The prevailing rule is that a witness who violates the order of the court “without the consent, connivance, or procurement of the party calling him or of the counsel representing such party, [will] not [be]… rendered incompetent to testify… [T]he party calling him cannot… be rightfully deprived of the testimony of such witness” (Francisco, Evidence citing 53 Am. Jur. 48-49).
However, “a disobedient witness may be punished for contempt of court, and his disobedience may be considered as affecting his credibility [if he later testifies].” If it could not be foreseen that a disobedient witness would be needed to testify, he or she may give rebutting testimony (Francisco, Evidence citing 53 Am. Jur. 48-49).
In the case of Design Sources International, Inc. and Kenneth Sy v. Lourdez Eristingcol, the principal issue is whether the Regional Trial Court (RTC) committed grave abuse of discretion in issuing assailed Orders disallowing petitioners from presenting Stephen as their witness (G.R. No. 193966, February 19, 2014).
The controversy arose from the objection of the respondent’s counsel to the presentation of Stephen as the petitioners’ witness considering that Stephen was already inside the courtroom during the presentation of witness (petitioner) Kenneth (G.R. 193966, February 19, 2014).
However, as aptly found by the Court of Appeals, the respondent failed to substantiate her claim that there was a prior request for the exclusion of other witnesses during the presentation of Kenneth.
She did not even allege in her Comment that there was any such request (G.R. 193966, February 19, 2014).
“Excluding future witnesses… at the time another witness is testifying, or ordering that these witnesses be kept separate from one another, is primarily to prevent them from conversing with one another. The purpose is to ensure that the witnesses… [are not] influenced by the testimonies of the others.”

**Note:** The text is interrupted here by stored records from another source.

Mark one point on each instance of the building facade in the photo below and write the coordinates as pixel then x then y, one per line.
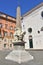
pixel 7 29
pixel 32 23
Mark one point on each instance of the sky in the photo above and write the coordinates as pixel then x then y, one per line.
pixel 9 6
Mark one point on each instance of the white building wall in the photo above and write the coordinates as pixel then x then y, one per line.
pixel 34 21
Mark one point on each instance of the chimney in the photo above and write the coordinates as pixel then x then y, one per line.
pixel 18 18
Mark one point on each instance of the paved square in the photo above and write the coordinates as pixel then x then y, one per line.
pixel 38 58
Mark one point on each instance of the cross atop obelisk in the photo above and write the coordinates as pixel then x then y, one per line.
pixel 18 18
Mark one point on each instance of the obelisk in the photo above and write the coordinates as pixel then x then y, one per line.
pixel 18 18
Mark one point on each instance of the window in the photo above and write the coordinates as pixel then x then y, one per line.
pixel 4 45
pixel 11 34
pixel 5 33
pixel 11 27
pixel 0 25
pixel 6 26
pixel 42 29
pixel 29 30
pixel 42 13
pixel 10 45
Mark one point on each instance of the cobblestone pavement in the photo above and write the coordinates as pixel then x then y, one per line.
pixel 38 58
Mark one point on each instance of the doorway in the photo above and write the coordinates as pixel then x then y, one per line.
pixel 30 41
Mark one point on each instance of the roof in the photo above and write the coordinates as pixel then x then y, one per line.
pixel 7 14
pixel 7 17
pixel 29 12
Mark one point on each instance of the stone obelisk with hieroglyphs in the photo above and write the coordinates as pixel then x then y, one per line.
pixel 18 18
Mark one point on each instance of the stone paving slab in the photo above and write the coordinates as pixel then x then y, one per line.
pixel 38 58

“However, without any motion from the opposing party or order from the court, there is nothing… that prohibits a witness from hearing the testimonies of other witnesses… [N]othing in the records… would show that there was an order of exclusion from the RTC, or that there was any motion from respondent’s counsel to exclude other witnesses… prior to or even during the presentation of the testimony of Kenneth.”
Without any prior order or at least a motion for exclusion from any of the parties, a court cannot simply allow or disallow the presentation of a witness solely on the grounds that the latter heard the testimony of another witness.
It is the responsibility of the respondent’s counsel to protect the interest of his client during the presentation of other witnesses (G.R. 193966, February 19, 2014).
Hence, a lawyer must be quick to move for the exclusion of witnesses not authorized to be in court when another witness testifies.
The lawyer’s inaction or delay in moving to exclude witnesses may be considered a failure to protect the interest of his or her client.